NEW WESTMINSTER, British Columbia—Robert "Willie" Pickton was convicted on Sunday of the serial killings of six women whose bodies were butchered like animals in his farm's slaughterhouse.
But the jury convicted Pickton of a lesser charge of second degree murder, not the first degree murder charge he originally faced. The verdict still carries a sentence of life in prison, but the lesser charge makes it easier to get parole.
The jury in New Westminster, British Columbia said it had no recommendations on sentencing, effectively leaving the decision up to the judge.
Pickton stood impassively in the court as the verdict was read. Relatives of the victims initially yelled "No! No!" when the jury said he was not guilty of first degree murder, but then hugged each other in joy outside the court room.
The verdict wraps up the first of two trials for Pickton, who is accused of killing a total of 26 Vancouver prostitutes. His second trial will deal with the remaining 20 murder charges.
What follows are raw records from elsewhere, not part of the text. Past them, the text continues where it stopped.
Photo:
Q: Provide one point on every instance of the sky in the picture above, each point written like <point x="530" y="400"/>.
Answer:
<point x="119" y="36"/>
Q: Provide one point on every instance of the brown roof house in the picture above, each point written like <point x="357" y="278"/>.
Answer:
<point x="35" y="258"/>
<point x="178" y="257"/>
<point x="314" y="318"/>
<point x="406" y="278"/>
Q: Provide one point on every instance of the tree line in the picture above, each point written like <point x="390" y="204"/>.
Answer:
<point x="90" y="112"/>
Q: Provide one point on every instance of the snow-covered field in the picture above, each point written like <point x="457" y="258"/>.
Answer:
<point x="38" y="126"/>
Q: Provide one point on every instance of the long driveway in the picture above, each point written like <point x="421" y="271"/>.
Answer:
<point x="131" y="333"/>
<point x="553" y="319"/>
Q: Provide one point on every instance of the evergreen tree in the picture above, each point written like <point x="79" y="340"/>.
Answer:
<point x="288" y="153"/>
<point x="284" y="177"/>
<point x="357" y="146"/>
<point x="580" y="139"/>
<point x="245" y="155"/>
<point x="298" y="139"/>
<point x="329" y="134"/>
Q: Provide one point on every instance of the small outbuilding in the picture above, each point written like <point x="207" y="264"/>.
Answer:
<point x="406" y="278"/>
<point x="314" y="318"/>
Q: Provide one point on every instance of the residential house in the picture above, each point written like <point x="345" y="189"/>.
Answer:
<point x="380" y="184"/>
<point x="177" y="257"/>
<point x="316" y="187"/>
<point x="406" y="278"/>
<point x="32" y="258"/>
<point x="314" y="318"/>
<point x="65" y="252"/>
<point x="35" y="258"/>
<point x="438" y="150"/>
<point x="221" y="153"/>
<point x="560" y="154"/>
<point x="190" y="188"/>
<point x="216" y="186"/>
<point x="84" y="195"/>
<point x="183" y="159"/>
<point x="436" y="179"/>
Pickton, 58, lured the women to his farm in the Vancouver suburb of Port Coquitlam with money and drugs, killed them, and cut up the bodies and disposed of the remains using the pigs and a rendering plant.
Investigators found human remains on the farm, including severed skulls and feet. A woman who lived briefly in Pickton's trailer testified she saw him cutting up a body in the middle of the night.
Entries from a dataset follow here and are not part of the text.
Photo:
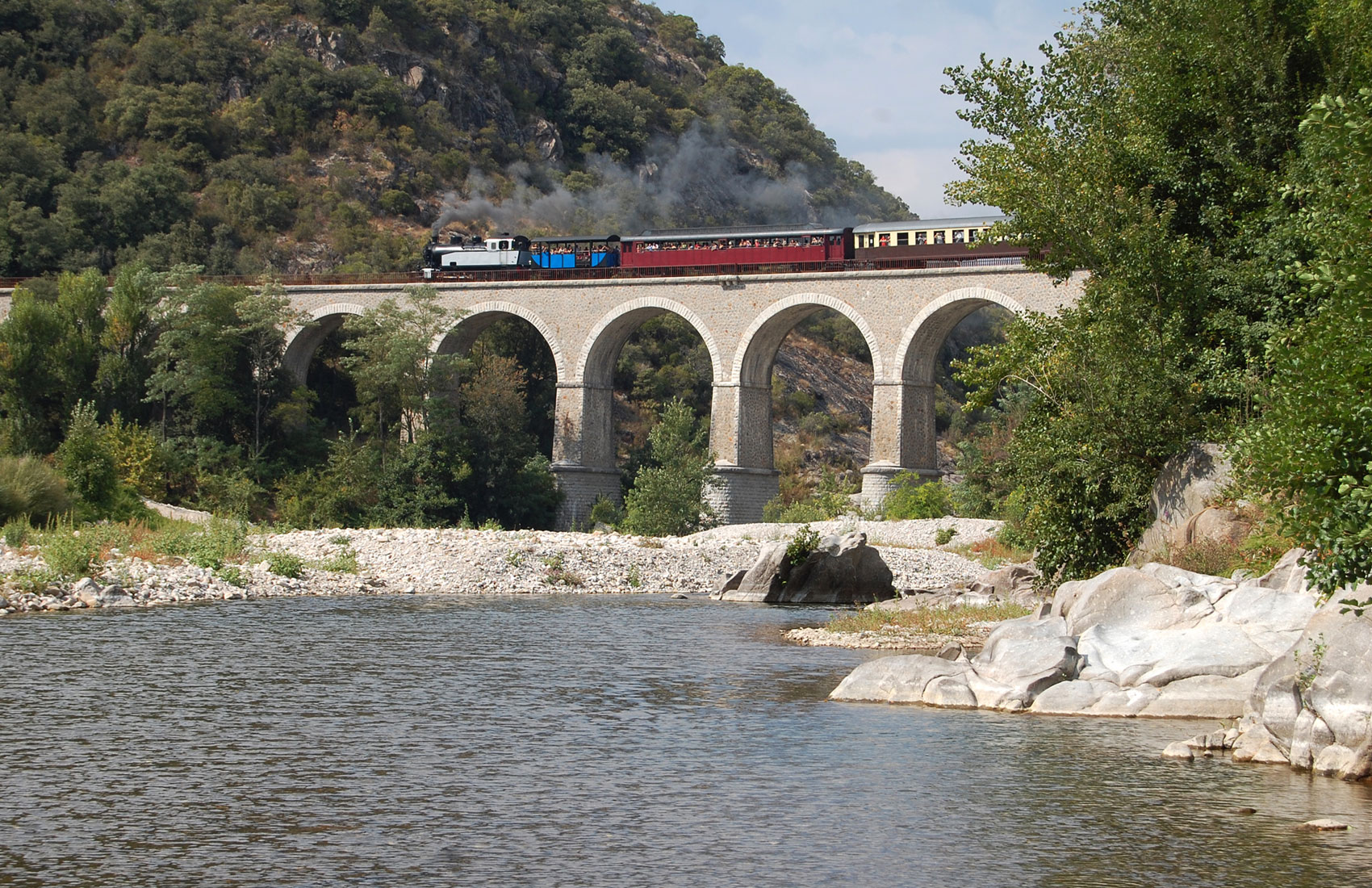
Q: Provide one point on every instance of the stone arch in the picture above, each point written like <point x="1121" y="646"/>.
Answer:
<point x="478" y="317"/>
<point x="925" y="337"/>
<point x="302" y="342"/>
<point x="608" y="337"/>
<point x="762" y="339"/>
Jurors also viewed a taped jailhouse conversation in which Pickton told an undercover officer after his February 2002 arrest that he had killed 49 women and planned to make it 50.
Pickton's legal defense team argued the human remains did not prove he was the killer and that police ignored other suspects.
The conviction on second degree murder rather than first degree meant that the jury did not agree with prosecutors that he planned the murders in advance.
Pickton did not testify and rarely showed emotion during the trial, at which he was protected by bulletproof glass. Reporters never saw him turn around in the prisoner's box to look at spectators.
Jurors began their deliberations November 30 after hearing some 10 months of testimony and legal arguments. Sunday marked the first anniversary of their being picked to hear the case.
Nearly 70 Women Went Missing
The victims were among nearly 70 women who disappeared from the poverty-stricken Downtown Eastside neighborhood of the Pacific coast city from the late 1980s until late 2001.
Activists complained in the 1990s that sex trade workers were disappearing, but Vancouver police said there was no evidence of a serial killer. A police task force was formed in April 2001 to investigate the cases of the missing women.
Police said Pickton was not the main suspect until his arrest in 2002. Officers raided his farm searching for an illegal gun but discovered items belonging to the missing women in his trailer.
Investigators spent 20 months digging up Pickton's farm where he kept a few pigs and salvaged vehicles. The land and collapsing buildings were what remained of a larger family property being sold off for housing development.
The trial painted a dark picture of life at the farm where Pickton—who did not drink or use drugs—befriended a stream of drug addicts, petty thieves and prostitutes.